The incoherence of those who would pressure the Court into acting as a factotum for the Democratic party infects those on the Court who are themselves attempting to act as factota of the Democratic party, Justice Elena Kagan prominent among them. Kagan has argued that the Court faces a “legitimacy deficit” and suggested that the cure for it is the explicit politicization of the Court’s votes in the search for an ideological middle. That’s a familiar kind of moderation and middle-ground seeking: the kind partisans discover and embrace when they think they are losing.
“The Court’s legitimacy depends on people not seeing the Court in the way that people see the rest of the governing structures of this country,” she said in a 2018 speech, and then went on to argue that so-called swing votes on the Court — those justices “who found the center” — are the key to its credibility. The center of what? The important intellectual dispute concerning the federal courts is not about whether they should be ideologically and politically moderate but about whether they should be ideological and political at all. You may not agree with the originalist or textualist view, but Justice Kagan here is contradicting herself. (Not for the first time: During her confirmation, she insisted that she could find no fundamental right to same-sex marriage in the Constitution; after confirmation, she lost no time in finding one.) Either the Court tries to apply the law as it actually is written, refusing to bend to political pressure — and bending to political pressure is precisely what “finding the center” means — or it is in fact precisely like “the rest of the governing structures of this country,” a partisan super-legislature. Of course, Democrats see the Court as a partisan super-legislature and have long treated it as such. They do not object to the politicization of the Court. They object to the Court’s not giving them what they want.
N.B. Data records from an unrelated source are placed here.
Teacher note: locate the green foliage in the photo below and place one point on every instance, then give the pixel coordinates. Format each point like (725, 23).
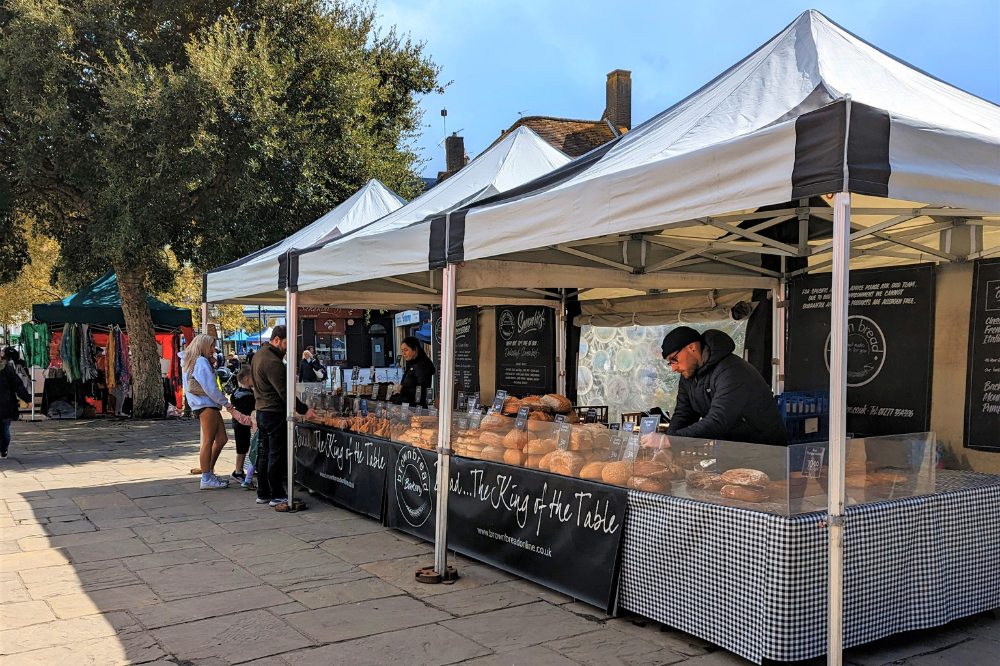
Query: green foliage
(213, 127)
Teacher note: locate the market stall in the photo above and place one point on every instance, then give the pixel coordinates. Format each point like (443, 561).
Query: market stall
(82, 345)
(816, 152)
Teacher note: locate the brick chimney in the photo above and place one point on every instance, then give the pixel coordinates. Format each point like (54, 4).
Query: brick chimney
(619, 98)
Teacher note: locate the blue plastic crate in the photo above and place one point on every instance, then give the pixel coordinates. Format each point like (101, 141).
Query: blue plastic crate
(806, 415)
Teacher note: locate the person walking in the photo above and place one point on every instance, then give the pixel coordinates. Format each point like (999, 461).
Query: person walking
(11, 388)
(270, 387)
(207, 401)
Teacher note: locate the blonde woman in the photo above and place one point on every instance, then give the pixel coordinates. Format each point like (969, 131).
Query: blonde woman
(207, 402)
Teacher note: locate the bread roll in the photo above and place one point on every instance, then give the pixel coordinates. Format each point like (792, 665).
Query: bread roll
(705, 480)
(496, 423)
(649, 485)
(514, 457)
(546, 459)
(493, 453)
(755, 494)
(592, 471)
(541, 446)
(557, 403)
(617, 472)
(746, 477)
(515, 439)
(567, 463)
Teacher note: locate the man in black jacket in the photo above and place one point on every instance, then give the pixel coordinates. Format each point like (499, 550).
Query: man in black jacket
(11, 388)
(720, 395)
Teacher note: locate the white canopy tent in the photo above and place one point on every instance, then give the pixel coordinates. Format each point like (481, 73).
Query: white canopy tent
(254, 278)
(691, 199)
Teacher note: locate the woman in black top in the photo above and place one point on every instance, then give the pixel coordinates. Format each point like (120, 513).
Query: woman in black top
(419, 372)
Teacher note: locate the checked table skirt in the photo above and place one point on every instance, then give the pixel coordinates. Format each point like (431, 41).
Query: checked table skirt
(756, 583)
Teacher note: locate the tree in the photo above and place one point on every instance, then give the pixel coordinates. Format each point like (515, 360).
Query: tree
(213, 127)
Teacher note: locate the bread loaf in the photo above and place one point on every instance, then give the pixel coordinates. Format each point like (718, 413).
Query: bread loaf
(514, 457)
(557, 403)
(592, 471)
(755, 494)
(746, 477)
(567, 463)
(649, 485)
(617, 472)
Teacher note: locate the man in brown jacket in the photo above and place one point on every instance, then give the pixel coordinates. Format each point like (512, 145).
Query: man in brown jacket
(270, 389)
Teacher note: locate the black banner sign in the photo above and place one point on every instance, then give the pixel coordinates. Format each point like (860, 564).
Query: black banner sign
(526, 350)
(466, 347)
(558, 531)
(890, 346)
(982, 408)
(346, 468)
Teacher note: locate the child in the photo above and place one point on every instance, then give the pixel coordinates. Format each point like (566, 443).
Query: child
(243, 402)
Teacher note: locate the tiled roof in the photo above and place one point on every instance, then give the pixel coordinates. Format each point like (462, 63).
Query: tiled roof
(573, 137)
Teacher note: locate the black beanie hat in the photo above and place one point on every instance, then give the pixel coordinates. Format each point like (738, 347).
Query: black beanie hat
(678, 339)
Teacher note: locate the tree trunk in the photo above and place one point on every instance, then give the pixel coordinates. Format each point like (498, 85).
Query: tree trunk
(147, 386)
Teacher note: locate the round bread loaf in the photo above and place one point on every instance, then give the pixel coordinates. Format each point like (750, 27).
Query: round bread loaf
(567, 463)
(746, 477)
(546, 459)
(755, 494)
(592, 471)
(649, 485)
(557, 403)
(541, 446)
(496, 423)
(493, 453)
(514, 457)
(617, 472)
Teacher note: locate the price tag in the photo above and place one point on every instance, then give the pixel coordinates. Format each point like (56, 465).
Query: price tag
(631, 448)
(565, 433)
(522, 419)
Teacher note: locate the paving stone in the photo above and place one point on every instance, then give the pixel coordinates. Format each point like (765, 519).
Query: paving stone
(101, 601)
(109, 550)
(512, 628)
(210, 605)
(481, 599)
(537, 655)
(200, 578)
(373, 548)
(338, 623)
(21, 614)
(344, 593)
(36, 543)
(190, 529)
(235, 638)
(607, 647)
(421, 646)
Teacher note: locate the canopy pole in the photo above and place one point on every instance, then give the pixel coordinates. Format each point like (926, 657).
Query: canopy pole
(448, 307)
(291, 325)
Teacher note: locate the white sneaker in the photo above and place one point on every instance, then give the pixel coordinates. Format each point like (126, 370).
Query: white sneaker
(214, 483)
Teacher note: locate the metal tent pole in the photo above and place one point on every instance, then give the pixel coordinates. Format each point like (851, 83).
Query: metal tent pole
(291, 325)
(448, 300)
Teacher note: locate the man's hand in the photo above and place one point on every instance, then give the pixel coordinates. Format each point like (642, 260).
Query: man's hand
(655, 440)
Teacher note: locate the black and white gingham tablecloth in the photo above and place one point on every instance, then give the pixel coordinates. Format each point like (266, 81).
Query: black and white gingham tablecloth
(756, 583)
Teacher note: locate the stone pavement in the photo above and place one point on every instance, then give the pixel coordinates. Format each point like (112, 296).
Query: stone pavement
(110, 555)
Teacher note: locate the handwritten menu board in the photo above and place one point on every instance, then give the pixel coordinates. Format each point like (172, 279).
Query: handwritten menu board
(890, 344)
(982, 407)
(526, 341)
(466, 348)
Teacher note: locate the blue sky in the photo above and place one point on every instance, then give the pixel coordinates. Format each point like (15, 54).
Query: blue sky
(550, 57)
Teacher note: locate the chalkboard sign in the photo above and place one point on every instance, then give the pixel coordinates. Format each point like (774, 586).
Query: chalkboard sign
(890, 346)
(526, 341)
(466, 347)
(982, 406)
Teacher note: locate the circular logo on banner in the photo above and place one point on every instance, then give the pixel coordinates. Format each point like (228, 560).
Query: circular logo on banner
(413, 487)
(865, 350)
(506, 324)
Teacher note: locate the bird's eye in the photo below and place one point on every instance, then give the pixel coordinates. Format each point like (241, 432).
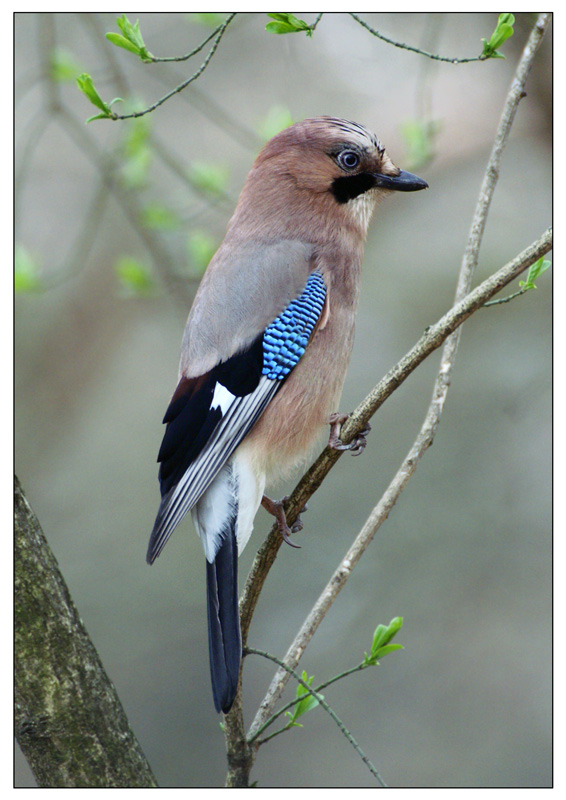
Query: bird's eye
(348, 159)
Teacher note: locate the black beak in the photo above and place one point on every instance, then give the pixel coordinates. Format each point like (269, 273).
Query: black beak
(403, 182)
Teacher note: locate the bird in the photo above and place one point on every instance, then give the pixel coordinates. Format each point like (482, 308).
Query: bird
(265, 351)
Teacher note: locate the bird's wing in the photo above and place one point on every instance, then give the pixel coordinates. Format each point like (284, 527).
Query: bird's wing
(210, 414)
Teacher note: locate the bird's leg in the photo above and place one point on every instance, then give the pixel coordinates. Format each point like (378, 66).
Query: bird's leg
(275, 507)
(357, 444)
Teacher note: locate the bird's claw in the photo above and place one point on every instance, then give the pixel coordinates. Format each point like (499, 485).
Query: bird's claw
(275, 507)
(356, 446)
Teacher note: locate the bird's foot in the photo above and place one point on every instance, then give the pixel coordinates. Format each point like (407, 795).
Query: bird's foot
(358, 443)
(275, 507)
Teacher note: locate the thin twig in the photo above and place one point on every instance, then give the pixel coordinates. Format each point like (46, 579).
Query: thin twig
(325, 706)
(157, 60)
(461, 311)
(412, 49)
(184, 84)
(291, 703)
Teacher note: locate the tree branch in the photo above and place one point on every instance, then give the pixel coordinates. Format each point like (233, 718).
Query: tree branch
(430, 341)
(69, 720)
(432, 338)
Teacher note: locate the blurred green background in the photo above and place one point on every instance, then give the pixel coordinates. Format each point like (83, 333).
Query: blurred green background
(108, 271)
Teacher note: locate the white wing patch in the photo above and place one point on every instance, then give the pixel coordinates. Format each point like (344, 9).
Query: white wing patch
(222, 398)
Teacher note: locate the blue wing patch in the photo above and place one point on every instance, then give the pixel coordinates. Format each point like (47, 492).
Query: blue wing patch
(285, 340)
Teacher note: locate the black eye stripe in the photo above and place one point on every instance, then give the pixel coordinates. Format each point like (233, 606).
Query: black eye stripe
(348, 159)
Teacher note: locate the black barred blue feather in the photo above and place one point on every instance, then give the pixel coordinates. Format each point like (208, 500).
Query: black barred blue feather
(285, 340)
(210, 415)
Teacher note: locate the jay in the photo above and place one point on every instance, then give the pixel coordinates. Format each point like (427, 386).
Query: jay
(265, 350)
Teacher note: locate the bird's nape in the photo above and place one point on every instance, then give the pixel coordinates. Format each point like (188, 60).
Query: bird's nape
(265, 351)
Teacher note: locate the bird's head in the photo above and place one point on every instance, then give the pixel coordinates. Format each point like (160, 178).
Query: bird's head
(326, 167)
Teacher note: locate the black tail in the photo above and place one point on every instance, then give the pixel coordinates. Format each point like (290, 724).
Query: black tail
(224, 639)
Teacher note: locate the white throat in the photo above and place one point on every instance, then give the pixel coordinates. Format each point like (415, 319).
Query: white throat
(361, 208)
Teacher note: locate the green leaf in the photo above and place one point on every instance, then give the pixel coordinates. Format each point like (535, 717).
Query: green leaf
(287, 23)
(207, 19)
(121, 41)
(210, 178)
(131, 38)
(382, 636)
(159, 217)
(135, 278)
(62, 66)
(502, 32)
(86, 85)
(535, 270)
(277, 119)
(306, 702)
(419, 138)
(26, 272)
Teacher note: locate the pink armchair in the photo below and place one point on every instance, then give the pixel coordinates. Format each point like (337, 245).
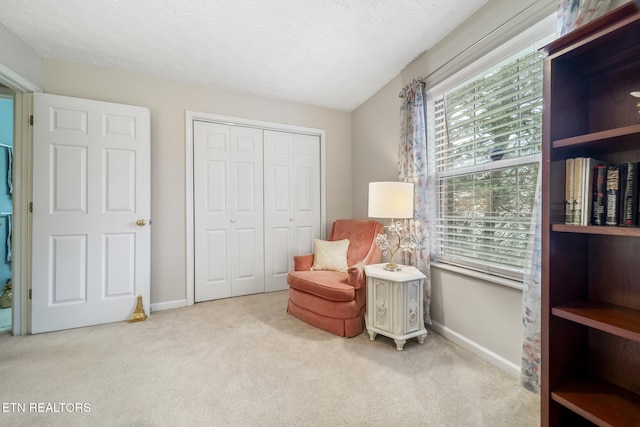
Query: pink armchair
(335, 300)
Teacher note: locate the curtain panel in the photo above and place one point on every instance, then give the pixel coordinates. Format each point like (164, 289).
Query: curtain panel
(531, 300)
(412, 167)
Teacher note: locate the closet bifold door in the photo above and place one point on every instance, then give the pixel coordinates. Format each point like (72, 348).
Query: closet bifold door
(291, 201)
(228, 211)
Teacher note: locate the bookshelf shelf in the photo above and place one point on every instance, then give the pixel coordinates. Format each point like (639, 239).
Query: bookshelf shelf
(600, 402)
(590, 290)
(595, 229)
(610, 318)
(617, 138)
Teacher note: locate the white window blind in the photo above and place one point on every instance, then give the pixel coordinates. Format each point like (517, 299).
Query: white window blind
(485, 140)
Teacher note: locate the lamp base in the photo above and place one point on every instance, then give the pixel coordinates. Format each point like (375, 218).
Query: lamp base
(392, 267)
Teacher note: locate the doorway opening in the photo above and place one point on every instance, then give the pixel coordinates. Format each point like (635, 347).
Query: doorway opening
(6, 208)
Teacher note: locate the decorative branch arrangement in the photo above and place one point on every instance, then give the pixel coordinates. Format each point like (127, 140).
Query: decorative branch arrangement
(405, 242)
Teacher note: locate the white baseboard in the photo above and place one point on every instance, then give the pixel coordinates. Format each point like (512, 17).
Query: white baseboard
(482, 352)
(169, 305)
As it turns out, the Supreme Court’s reputation is always hanging by the barest tatter when Democrats think they may not get what they want. See Sheldon Whitehouse on labor disputes (“Senators Warn Union Case Risks Supreme Court’s Reputation”), Eric Holder on Brett Kavanaugh (“Eric Holder claims the Supreme Court’s credibility is at stake in Kavanaugh vote”), Emma Long on Neil Gorsuch (“The Legitimacy of the Supreme Court is at Stake”), Mark Joseph Stern on the Census (“The Supreme Court is Poised to Shred Its Credibility”), or any of the thousands of other headlines making the same argument: The Court’s choice is either destroying its own credibility or giving Democrats what they demand.
It isn’t that the Supreme Court does not deserve criticism. It certainly does, and Chief Justice Roberts bears some responsibility for that. But where it has erred is in knuckling under to precisely these sorts of demands rather than standing up for its independence and its institutional integrity — and the law, which still matters at least a little bit.
As for this kind of media assault, we should understand it for what it is: a lobbying and bullying campaign undertaken by people who believe not that the Supreme Court should be apolitical but that it should be robustly political — in the service of their agendas.